Psychological considerations aside, low volatility is often a necessity for investors who want regular income from their investments. Reliability of cash-flows from investments is a critical need for some investors, especially investors like senior citizens, who have no other source of income, other than investment income. Stock market volatility can cause disruption in cash-flows for such investors and therefore, these investors usually relied on traditional fixed income products like bank fixed deposits and small savings schemes. But declining interest rates and the taxability of interest income from the traditional fixed income products have made these investors now concerned about how to meet their income needs. The tax efficiency of equity savings funds and low volatility can make these products very useful for such investors. Principal Equity Savings Funds offers solutions to investment needs of such investors or for that matter, any investor, who needs regular income from their investments.

Regular Withdrawal Plan

Regular Withdrawal Plan (RWP) is a smart investment option offered by Principal Mutual Fund. It gives investors the flexibility to draw the amount they need from their mutual fund investments at a regular frequency (e.g. monthly), by redeeming a certain number of units based on applicable Net Asset Values. The balance amount remains invested in the scheme and continues to earn returns for the investor. Unlike mutual fund dividends, which have to be paid from the profits of the scheme and therefore cannot be assured, investors can get fixed cash-flows using “Regular Withdrawal Plans”.

Regular Withdrawal Plan from Principal Equity Savings Fund is also more tax efficient than other fixed income options. Interest income from traditional fixed income schemes are taxed at the applicable tax rate of the investor. Long term capital gains of equity or equity oriented funds are tax free. So all withdrawals made from Principal Equity Savings Fund after a year from the date of investment are totally tax free. Further, all withdrawals made within one year from the date of investment, will be subject to 15% short term capital gains on the profits of the units redeemed within the one year period. So for investors in the 20% or 30% tax slabs, regular withdrawal plan from Principal Equity Savings Fund offers tax advantage versus traditional fixed income investments.

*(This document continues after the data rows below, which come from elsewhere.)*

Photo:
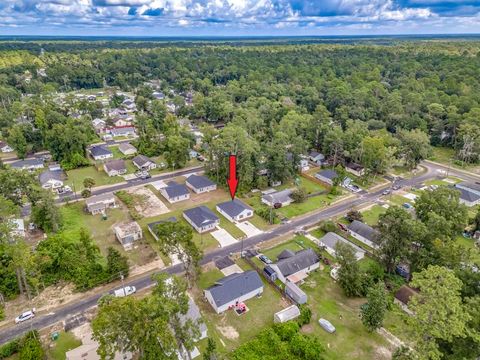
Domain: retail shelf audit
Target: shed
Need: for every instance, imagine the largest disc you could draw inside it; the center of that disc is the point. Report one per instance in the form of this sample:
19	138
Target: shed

A feature which makes Principal Equity Savings Fund more attractive than other products in the category is the zero exit load feature. Many investors are forced to postpone their withdrawals from their mutual funds by as much as a year or sometimes longer due to exit load. The zero exit load feature of Principal Equity Savings Fund offers investors the convenience of initiating their withdrawals at any point of time, as per their needs.

Conclusion

For long term investors with moderate risk appetite, Principal Equity Savings Fund has the potential to generate both income and capital appreciation. Investors can take advantage of Regular Withdrawal Plan to generate regular income. Investors should consult with their financial advisors if Principal Equity Savings Fund is suitable for their long term investment portfolios.

Mutual Fund Investments are subject to market risk, read all scheme related documents carefully.